REMEMBERING KOKO— THE GORILLA WHO MADE US TAKE A SECOND LOOK
No matter how fleeing its light, a firework shot among the stars is a fiery bloom that illuminates the darkness. Such is true of Hanabi-ko (Japanese for”Fireworks child”), a 300-pound western lowlands gorilla who illuminated the unknown and made us take a second look at animal intelligence. In her 46 years of life, Hanabi-ko (better known as Koko) showed the world that like humans, great apes are complex beings— capable of understanding reason, forming lasting relationships and grieving loss.
Born at the San Francisco Zoo on July 4th, 1971, Koko’s first year of life was challenging from the start. Shortly after birth, Hanabi-ko became critically ill and required care in the zoo’s nursery. While recuperating, Koko met Francine “Penny” Patterson, a 24-year-old doctoral student from Stanford University, who believed that she could teach the recovering gorilla to communicate with caretakers using American sign language. Though Dr. Patterson initially intended to spend only four years working with Koko, the two stayed in each other’s company for 45 years— a period in which Koko learned to sign over 1,000 words and was able to understand 2,000 spoken words. Penny, who never had children of her own, often referred to the three gorillas that she devoted her life to as her own children.
Scientists doubt, but the world believes
By 1971, the field of animal communication was in the midst of a revolution. Early attempts at spoken word had been flouted after researchers discovered that anatomical variances between humans and primates make verbal communication near impossible. Without the ability to control their lips and tongues, the reality of primates speaking is near impossible.

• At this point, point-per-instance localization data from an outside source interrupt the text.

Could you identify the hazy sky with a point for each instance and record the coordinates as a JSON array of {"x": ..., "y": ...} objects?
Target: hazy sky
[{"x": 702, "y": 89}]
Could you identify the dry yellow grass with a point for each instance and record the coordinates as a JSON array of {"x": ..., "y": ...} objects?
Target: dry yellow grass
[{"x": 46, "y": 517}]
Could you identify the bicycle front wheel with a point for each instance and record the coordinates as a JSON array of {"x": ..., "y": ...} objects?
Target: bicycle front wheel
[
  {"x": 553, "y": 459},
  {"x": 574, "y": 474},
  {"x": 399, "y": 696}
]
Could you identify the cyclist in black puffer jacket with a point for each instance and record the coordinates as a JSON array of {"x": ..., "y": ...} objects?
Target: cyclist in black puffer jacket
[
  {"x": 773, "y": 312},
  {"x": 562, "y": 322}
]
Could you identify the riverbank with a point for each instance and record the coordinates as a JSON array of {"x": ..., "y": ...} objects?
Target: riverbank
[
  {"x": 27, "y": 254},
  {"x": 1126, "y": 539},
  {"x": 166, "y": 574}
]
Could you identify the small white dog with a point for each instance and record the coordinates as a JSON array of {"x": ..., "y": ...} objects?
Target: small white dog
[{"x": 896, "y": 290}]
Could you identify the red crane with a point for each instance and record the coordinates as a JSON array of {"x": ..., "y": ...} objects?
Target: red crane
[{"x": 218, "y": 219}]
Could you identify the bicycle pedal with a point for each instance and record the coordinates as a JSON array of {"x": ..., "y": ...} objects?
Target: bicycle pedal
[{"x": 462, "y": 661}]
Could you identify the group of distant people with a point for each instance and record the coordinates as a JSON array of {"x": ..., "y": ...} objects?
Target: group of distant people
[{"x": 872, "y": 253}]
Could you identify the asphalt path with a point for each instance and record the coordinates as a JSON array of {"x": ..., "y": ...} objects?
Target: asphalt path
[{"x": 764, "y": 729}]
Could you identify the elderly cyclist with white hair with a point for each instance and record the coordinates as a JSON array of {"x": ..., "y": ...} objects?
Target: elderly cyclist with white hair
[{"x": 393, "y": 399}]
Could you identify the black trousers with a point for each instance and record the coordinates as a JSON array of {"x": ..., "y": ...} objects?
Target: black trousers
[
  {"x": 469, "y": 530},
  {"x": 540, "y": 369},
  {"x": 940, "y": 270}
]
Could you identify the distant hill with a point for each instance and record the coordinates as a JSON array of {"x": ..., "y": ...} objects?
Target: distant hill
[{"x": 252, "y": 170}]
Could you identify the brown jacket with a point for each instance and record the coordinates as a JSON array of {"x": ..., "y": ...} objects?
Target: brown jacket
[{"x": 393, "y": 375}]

However, the notion that chimpanzees and gorillas could learn to use coordinated and signed communication had peaked curiosities among researchers. Though perhaps the most famous “talking” primate of the 20th century, Koko was not the first or the last primate to learn to speak through sign language. In fact, according to the Smithsonian, she is among five other primates who communicate through sign. While Koko gained notoriety as the most visible member of her species to comprehend aspects of human language, the scientific community has challenged claims that Koko could understand or communicate human language, suggesting instead that primates simply mirror the hand signals that they observe their caretakers using.

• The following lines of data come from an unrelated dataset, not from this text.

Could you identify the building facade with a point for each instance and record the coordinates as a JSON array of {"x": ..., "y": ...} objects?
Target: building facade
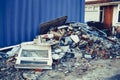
[{"x": 105, "y": 11}]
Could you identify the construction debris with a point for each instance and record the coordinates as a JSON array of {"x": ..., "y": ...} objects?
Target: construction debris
[{"x": 74, "y": 51}]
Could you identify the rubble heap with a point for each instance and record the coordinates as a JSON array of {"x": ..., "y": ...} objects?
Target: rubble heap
[{"x": 73, "y": 47}]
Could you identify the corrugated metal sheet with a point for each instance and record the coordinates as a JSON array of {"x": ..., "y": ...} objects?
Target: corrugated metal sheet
[{"x": 20, "y": 19}]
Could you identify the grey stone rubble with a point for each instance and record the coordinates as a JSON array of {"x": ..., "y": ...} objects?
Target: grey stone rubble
[{"x": 81, "y": 53}]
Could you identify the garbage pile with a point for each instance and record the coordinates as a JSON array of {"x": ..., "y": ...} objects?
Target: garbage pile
[{"x": 73, "y": 47}]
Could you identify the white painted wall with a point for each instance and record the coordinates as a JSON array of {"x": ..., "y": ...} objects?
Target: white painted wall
[{"x": 92, "y": 13}]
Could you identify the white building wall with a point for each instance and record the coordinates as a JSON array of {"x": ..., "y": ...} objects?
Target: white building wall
[{"x": 92, "y": 13}]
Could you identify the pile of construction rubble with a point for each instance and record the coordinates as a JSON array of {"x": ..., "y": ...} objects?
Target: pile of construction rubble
[{"x": 74, "y": 49}]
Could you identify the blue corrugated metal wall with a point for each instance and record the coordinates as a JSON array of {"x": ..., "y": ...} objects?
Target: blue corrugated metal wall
[{"x": 20, "y": 19}]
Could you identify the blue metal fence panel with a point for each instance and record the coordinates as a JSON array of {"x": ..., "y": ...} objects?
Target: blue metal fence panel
[{"x": 20, "y": 19}]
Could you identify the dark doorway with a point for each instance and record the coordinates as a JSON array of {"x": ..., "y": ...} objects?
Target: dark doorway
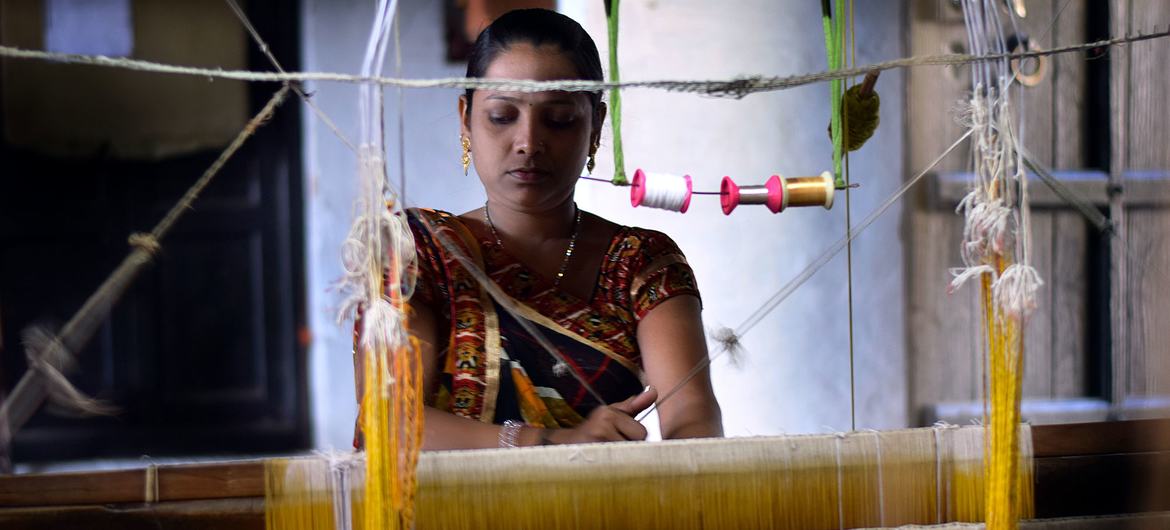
[{"x": 202, "y": 355}]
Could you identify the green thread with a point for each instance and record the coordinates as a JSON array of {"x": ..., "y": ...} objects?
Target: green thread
[
  {"x": 619, "y": 159},
  {"x": 833, "y": 29}
]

In 1983, Koko warmed hearts around the world as news of her request for a feline companion reached the public. Two years later, Dr. Patterson and a group of researchers at the Gorilla Foundation made Koko’s wish come true. After introducing Koko to a litter of kittens, the primate was told that she could pick one to keep. Such was the beginning of a beautiful, if not short, friendship. Koko named her new grey and white kitten “All Ball”—reportedly because it looked like a small ball— and spent six months nurturing the young cat. Tragically, All Ball was struck and killed by a vehicle and Koko felt the effects of the loss. In a 1985 article published by the Los Angeles Times, Biologist, Ron Cohn, explained that when Koko found out about All Ball’s death, she began “whimpering — using a distinct hooting sound that gorillas make when they are sad.” As footage of a grieving Koko was televised, the world mourned alongside her and the tides of popular belief shifted. Disregarding the doubt of the scientific community, the public sided accepted that Koko had the mental capacity and acuity to communicate and process loss in the same way that humans do.
Though All Ball’s death was traumatic, Koko went on to have many cat companions. In 1990, Dr. Patterson wrote a children’s book called Koko’s Kitten, which told of the gorilla’s love of her fluffy feline companions. The book skyrocketed into fame and became part of the third-grade reading curriculum in 48 of 50 states in the US.
During her 46 years on earth, Koko joked around with Robin Williams, was featured on two covers of National Geographic and in several PBS documentaries, and spent 45 years with her good friend and caretaker Dr. Penny Patterson. Koko’s intelligence, compassion, and love of kittens remind us of how similar humans and primates can be. Above all, her popularity has brought much-needed attention to the endangered low western lowland gorilla population. In the wild, these intellectual primates call the dense tropical forest of Central West Africa home, yet much of their population has been driven out by lumber companies and poachers. Humans are responsible for the increased extinction rates among large mammals, and as such our role in their well being needs to be examined.
As we say goodbye to Koko— a gorilla who was born into captivity and who never knew the freedom of the wild—we mourn her passing and celebrate her exuberant life.